Voice assistants – strategies for handling private information

by COMPRISE

11 May 2020

Is There Anything Else I Should Know About You?

“Tell me what you read and I tell you who you are.” – Pierre de La Gorce

Voice assistants, such as Alexa, Siri, or Google Assistant, are becoming increasingly popular. Some users are, however, worried about their vocal interactions with these devices being stored in the cloud, together with a textual transcript of every spoken word. But is there an actual threat associated with the collection of these data? And if so, could such threats be prevented?

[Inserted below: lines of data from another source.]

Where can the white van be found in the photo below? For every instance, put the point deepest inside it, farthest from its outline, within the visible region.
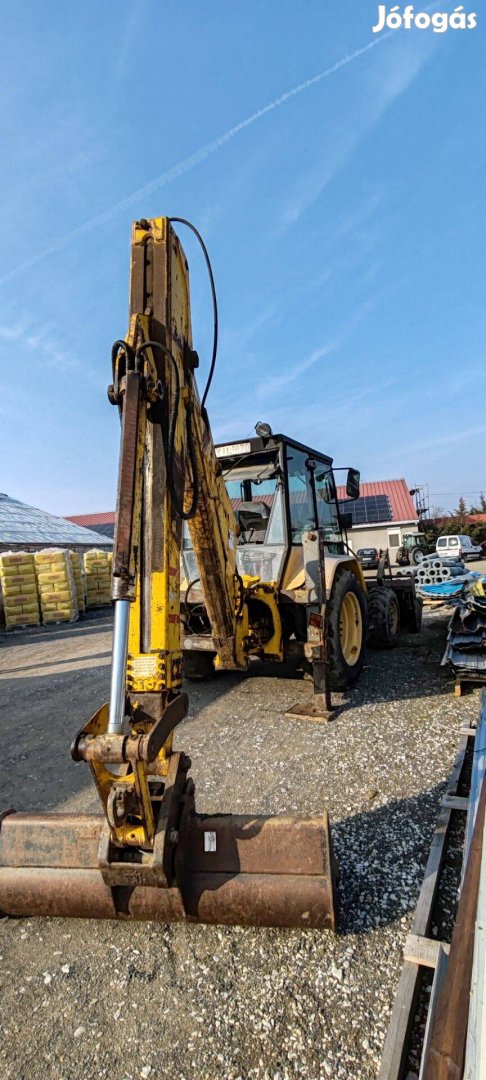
(462, 547)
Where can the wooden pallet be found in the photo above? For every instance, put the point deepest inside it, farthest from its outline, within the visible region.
(422, 950)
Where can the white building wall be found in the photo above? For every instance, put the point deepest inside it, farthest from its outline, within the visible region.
(388, 535)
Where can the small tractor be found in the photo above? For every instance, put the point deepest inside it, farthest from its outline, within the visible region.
(413, 549)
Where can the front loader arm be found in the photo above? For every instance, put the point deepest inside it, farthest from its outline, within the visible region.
(150, 855)
(167, 472)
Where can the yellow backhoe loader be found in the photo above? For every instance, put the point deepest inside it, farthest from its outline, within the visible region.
(266, 575)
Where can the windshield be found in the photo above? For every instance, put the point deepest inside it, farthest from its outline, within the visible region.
(256, 493)
(255, 487)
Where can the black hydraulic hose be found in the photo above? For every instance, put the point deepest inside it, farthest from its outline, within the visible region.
(183, 220)
(185, 514)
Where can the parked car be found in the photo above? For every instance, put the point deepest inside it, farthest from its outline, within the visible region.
(368, 557)
(461, 547)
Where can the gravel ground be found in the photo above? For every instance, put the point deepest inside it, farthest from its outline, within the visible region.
(144, 1000)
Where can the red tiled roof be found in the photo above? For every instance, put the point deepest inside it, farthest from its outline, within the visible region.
(401, 501)
(89, 520)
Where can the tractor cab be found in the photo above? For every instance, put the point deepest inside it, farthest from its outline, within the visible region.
(279, 489)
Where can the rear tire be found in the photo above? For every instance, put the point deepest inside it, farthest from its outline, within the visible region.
(383, 613)
(346, 628)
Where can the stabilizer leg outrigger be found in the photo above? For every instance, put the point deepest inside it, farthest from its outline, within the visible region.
(149, 854)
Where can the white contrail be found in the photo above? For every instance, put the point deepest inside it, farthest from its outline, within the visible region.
(194, 159)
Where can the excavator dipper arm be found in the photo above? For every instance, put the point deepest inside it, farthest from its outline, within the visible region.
(149, 854)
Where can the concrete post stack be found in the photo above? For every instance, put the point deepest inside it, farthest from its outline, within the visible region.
(56, 585)
(21, 603)
(98, 578)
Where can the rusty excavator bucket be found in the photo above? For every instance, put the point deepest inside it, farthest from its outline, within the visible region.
(228, 868)
(148, 854)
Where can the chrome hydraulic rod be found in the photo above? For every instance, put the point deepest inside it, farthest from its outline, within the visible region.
(120, 648)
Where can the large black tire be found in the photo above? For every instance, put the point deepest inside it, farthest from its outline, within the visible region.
(346, 660)
(383, 619)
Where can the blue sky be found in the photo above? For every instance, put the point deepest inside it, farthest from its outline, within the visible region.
(345, 225)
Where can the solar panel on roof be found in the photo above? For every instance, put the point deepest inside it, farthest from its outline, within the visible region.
(368, 509)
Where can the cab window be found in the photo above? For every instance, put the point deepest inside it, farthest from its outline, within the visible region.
(300, 497)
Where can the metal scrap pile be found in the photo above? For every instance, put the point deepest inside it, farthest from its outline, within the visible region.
(466, 649)
(440, 579)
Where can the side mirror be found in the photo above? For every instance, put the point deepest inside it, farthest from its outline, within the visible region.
(352, 484)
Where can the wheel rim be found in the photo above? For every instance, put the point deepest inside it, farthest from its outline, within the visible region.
(351, 629)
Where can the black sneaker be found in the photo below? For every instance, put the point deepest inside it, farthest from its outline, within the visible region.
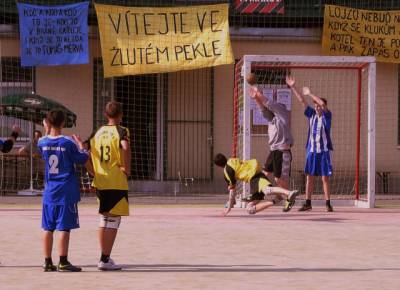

When companies have access to lots of their users’ dialog data, they can use it to make their voice assistants work better. So, that’s great news for the users, isn’t it? Well, for one, the recordings of a user’s voice could be abused to impersonate them using artificial neural networks. While reputable companies are usually not in the identity-theft business, this might become a more realistic threat in cases where the stored user recordings are leaked to the wrong people, for instance, after a successful hack.

But it’s not just the sound of your voice that is potentially at risk of misuse here. What you say also reveals a lot about you. Saying “turn on the living room lights” in a smart home today may be considered rather harmless, but future versions of voice assistants will be increasingly capable. They will engage in more involved conversations with the user and assist with complex tasks such as booking your next holiday trip from start to finish, including choosing your hotel, booking the flights, and planning leisure time activities. From the user’s perspective, such interactions will likely contain quite a lot of private information.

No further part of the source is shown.